CEASG - what's in a name...
Launched in september 2013, the Centre for East Asian Studies Groningen abbreviates as CEASG. The G, for "Groningen" of course, was added to distinguish the centre from the many CEAS's already established at universities around the world.
But then, online searches for CEASG may result in some unexpected finds. A ceasg, according to the much consulted but less referenced wikipedia, also is:
"a mermaid in Scottish mythology, a supernatural half-woman and half-grilse (salmon). It is also known in Scottish Gaelic as maighdean na tuinne ("maid of the wave") or maighdean mhara ("maid of the sea").The ceasg is said to be able to grant three wishes to anyone that captures her."
I like the "half woman, half salmon" description best, but search results for imagery are even better. Among the many rather tacky airbrushed images one finds a fascinating image of a creature, presented as the taxonomic 'type specimen' for ceasg-mermaid:
"In the summer of 1842, news broke in New York City of what many believed was conclusive proof of the existence of mermaids. Doubters and believers alike crowded to Broadway’s Concert Hall to view a curiosity brought from the Fiji Islands by one Dr. J. Griffin, a member of the British Lyceum of Natural History. Griffin’s dried specimen appeared to have the tail of a fish and the shriveled head and torso of a monkey—which, it turns out, was exactly what it was. There has never been a British Lyceum of Natural History, and “Dr. Griffin” was in league the whole time with showman P.T. Barnum, whose American Museum of oddities housed the Fiji Mermaid for nearly 20 years of ticket sales after its run on Broadway. A media frenzy in the newspapers of the time included images of voluptuous, bare-breasted sirens that remained in the popular imagination even after Barnum’s hoax was discovered. The whereabouts of the original critter (probably made by a Japanese fisherman around 1810) are unknown, but a similar stitched-together creation rests in Harvard’s Peabody Museum of Archaeology and Ethnology."

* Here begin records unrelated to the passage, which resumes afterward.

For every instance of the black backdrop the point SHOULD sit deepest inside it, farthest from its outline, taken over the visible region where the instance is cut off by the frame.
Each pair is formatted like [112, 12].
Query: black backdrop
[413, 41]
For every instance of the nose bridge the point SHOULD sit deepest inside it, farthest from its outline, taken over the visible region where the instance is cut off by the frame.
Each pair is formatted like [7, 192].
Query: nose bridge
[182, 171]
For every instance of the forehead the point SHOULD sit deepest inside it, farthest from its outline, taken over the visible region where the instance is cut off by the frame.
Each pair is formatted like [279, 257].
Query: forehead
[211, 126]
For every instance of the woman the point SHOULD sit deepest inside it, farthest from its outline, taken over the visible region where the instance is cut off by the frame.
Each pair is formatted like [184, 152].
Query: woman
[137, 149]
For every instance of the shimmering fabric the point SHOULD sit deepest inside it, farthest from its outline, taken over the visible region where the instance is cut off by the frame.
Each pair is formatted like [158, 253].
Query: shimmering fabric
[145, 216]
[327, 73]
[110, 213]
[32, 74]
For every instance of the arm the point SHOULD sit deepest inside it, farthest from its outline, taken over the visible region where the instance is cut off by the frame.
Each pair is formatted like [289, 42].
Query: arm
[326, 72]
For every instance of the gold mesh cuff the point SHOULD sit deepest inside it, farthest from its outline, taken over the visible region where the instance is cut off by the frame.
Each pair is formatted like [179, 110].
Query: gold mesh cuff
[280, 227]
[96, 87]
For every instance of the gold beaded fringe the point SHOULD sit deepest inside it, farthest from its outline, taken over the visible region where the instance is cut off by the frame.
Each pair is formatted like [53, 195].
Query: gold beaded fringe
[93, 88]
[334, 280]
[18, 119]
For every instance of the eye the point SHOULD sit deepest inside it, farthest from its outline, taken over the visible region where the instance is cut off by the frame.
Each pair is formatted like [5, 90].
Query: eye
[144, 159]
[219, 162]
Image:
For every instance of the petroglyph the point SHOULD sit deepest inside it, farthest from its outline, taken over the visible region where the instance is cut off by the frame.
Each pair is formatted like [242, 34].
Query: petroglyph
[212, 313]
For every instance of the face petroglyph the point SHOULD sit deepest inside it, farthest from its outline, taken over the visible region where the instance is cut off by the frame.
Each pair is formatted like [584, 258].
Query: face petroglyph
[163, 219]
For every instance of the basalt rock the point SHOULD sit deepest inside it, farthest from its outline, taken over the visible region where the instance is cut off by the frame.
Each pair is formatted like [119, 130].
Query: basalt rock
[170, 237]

Good stuff of course, and touching upon the wonderful territory of cryptozoology ("the study of hidden creatures") and the ongoing search for creatures rumored to exist but never really found.
I have enjoyed writing about some of these searches and creatures, including the so called Almas, Wild man (or rather woman) of Mongolia, and look forward to an exhibition on this subject matter (though I remember interviewing a biologist who did not want to be associated with cryptozoology -or in this case yeti's- due to its liability for his academic career).
In any case, in Groningen our East Asian studies institute remains CEASG. For now. But it does mean that among the many images of wondrous mermaids selected by your search engine, you now also find CEASG's posters and headshots of speakers at the Centre.
Tjalling Halbertsma is Director International of CEASG and author of a book, various travelogues and documentaries on cryptozoology in Mongolia, including:
- Mongolia’s "Homo sapiens Almas": a tale of two skulls, two hairs and two reconstructions, Kraken, 2, 2009, p. 41-57;
- Yeti Jagers: Het verborgen onderzoek naar de Wilde Mens , Hollandia, Haarlem, 2008. As featured in DWDD;
- Homo Sapiens Almas, een kleine zoektocht met Redmond O'Hanlon naar de Wilde mens van West Mongolië , Boudewijn Buch en geen einde, 2012. Based on the VPRO documentary "O'Hanlons Heroes".